A Shot at History: My Obsessive Journey to Olympic Gold
- Author: Abhinav Bindra, Rohit Brijnath
- Language: English
- Subject: Sports
- Genre: Autobiography
- Publisher: Harper Sport
- Publication date: 2011
- Publication place: India
- Media type: Print (hardcover)
- Pages: 224
- ISBN: 9789350291122

= A Shot at History =

2011 autobiography by Abhinav Bindra and Rohit Brijnath

A Shot at History: My Obsessive Journey to Olympic Gold is 2011 autobiography of Indian 2008 Summer Olympics Gold medalist Abhinav Bindra. He won the medal in the 10-metre air rifle category, which made him India's first ever individual gold medalist; this victory came after he received the seventh rank at the 2004 Athens Olympics. However, due to Bindra's inexperience in writing, he co-authored the book with sportswriter Rohit Brijnath, which took them two years to complete. After it was released on October 20, 2011, at nationwide stores by Harpercollins, Union Sports minister Ajay Maken formally released the book on October 27, 2011, at a function in New Delhi. The book's subsequent Bangalore release in November 2011 was done by Rahul Dravid and went on to receive good reviews.

==Synopsis==
In this book, Bindra tells that only hunger for success and inner desire helps anyone to achieve his or her dreams.

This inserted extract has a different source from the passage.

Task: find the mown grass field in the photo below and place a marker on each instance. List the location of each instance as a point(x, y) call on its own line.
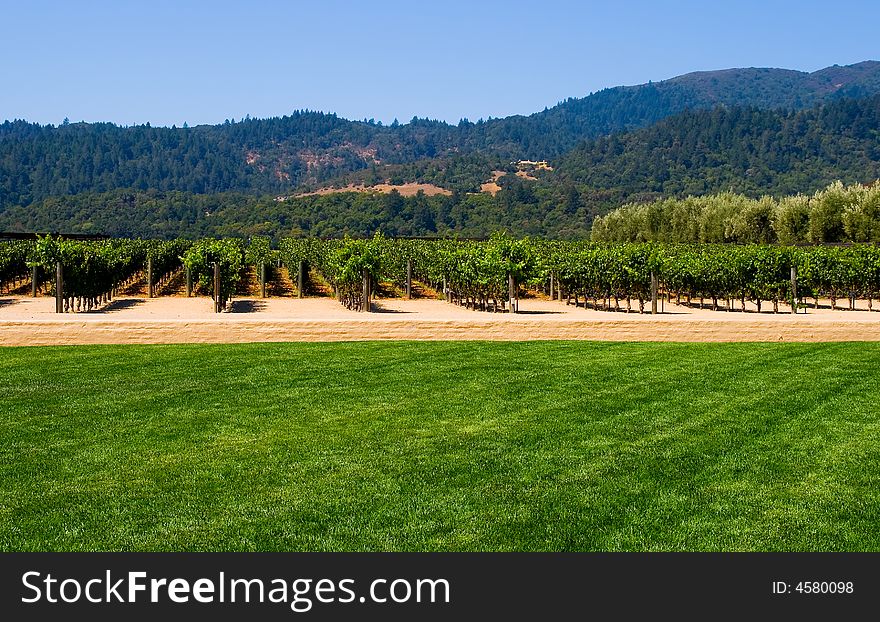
point(441, 446)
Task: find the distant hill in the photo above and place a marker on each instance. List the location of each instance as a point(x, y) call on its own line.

He denies that only the best training, coaches can lead to anyone's success. In this book, he tells how various coaches helped him to become a professional shooter. Especially, he gives credit to his German coach Gabriele Bühlmann, who helped him to win a gold medal after finishing 7th in the 2004 Summer Olympics in Athens which he states as "the darkest hour in his career". He says that how he drew inspiration from shooters like Gagan Narang, Samaresh Jung, Jaspal Rana and Anjali Bhagwat. The book also highlights the unique situation faced by an Olympic contestant. He says that a cricketer or a Professional golfer has many matches or tournaments to prove himself in a single year if he fails in one, but an Olympian has to wait 4 long years to prove himself if he fails once.